Introduction: Growth hormone deficiency (GHD) is a pediatric endocrine disorder characterized by insufficient growth hormone production, leading to impaired growth. It can be congenital or acquired, with an estimated prevalence of 1 in 4,000 to 10,000 live births. Diagnosis involves clinical history, growth analysis, biochemical tests, and neuroimaging.
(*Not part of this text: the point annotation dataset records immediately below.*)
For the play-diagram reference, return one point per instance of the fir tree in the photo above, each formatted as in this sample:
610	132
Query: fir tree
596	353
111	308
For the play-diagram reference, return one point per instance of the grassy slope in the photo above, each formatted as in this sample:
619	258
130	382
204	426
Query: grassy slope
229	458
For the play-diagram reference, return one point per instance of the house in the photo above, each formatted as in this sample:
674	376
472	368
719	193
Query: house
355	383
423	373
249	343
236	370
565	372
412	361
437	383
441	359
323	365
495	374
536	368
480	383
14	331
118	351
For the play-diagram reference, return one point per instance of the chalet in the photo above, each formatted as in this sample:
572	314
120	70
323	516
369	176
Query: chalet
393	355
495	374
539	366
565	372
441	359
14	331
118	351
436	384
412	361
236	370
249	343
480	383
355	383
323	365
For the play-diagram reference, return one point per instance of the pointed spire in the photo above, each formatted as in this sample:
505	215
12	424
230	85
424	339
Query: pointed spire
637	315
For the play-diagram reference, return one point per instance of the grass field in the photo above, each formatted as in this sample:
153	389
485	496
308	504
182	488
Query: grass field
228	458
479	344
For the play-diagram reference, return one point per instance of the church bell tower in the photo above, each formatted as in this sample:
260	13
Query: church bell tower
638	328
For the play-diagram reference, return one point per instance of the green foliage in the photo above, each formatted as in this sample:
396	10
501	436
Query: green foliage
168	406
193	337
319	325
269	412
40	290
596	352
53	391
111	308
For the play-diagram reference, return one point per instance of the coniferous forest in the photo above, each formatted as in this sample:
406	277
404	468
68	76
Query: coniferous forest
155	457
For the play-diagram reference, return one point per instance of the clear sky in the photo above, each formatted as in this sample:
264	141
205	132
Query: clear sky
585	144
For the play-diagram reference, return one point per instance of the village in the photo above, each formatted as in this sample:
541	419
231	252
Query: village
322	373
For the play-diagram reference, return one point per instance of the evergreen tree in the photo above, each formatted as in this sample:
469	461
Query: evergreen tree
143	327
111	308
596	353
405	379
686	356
Case Series: The information of 9 cases with GHD was analyzed. Of these, 77.8% were male, with an average age of 11.4 years (7-15) and an average age at deficiency diagnosis of 9.44 years (5-14). A history of short stature was present in 55.4% of these patients, and somatometric evaluation identified an average familial target height of 167.7 cm (158-174) and a height at diagnosis with an average deviation of 11.1 cm below their genetic growth channel (4-19). Only 3 patients (33.3%) had undergone well-child check-ups for at least the first 12 months of life. The diagnosis was made through the measurement of somatomedin (IGF-1), which had an average value of 101.9 ng/ml (25-262). Brain magnetic resonance imaging (MRI) was performed in 7 patients (77.8%), and of these, only 2 cases (28.6%) showed anatomical abnormalities possibly related to growth hormone deficiency. In one case, an arachnoid cyst of the pituitary gland was observed, while in the other, a Rathke’s cleft cyst was identified. All patients received treatment with recombinant human growth hormone (r-hGH) at an average weight-based dose of 1.22 IU/kg/week (0.77-1.85), with good adherence to treatment. At their last follow-up visit, their average height was 133.4 cm (109-151).

Discussion: This case series analyzes the clinical features, diagnostic methods, and treatment outcomes in pediatric patients with GHD, emphasizing the heterogeneity of its presentation. Neuroimaging was crucial in identifying structural pituitary abnormalities in some cases, while family history and classic clinical presentations enabled earlier diagnosis in others. Treatment with r-hGH showed positive outcomes in growth velocity and predicted adult height. Variability in treatment response based on the underlying cause of GHD pointing out the need for individualized approaches.

Final Comments: This study highlights the importance of a multidisciplinary, personalized approach to meet each patient’s needs and provides insights into the challenges of managing GHD, paving the way for future research to optimize its diagnosis and treatment.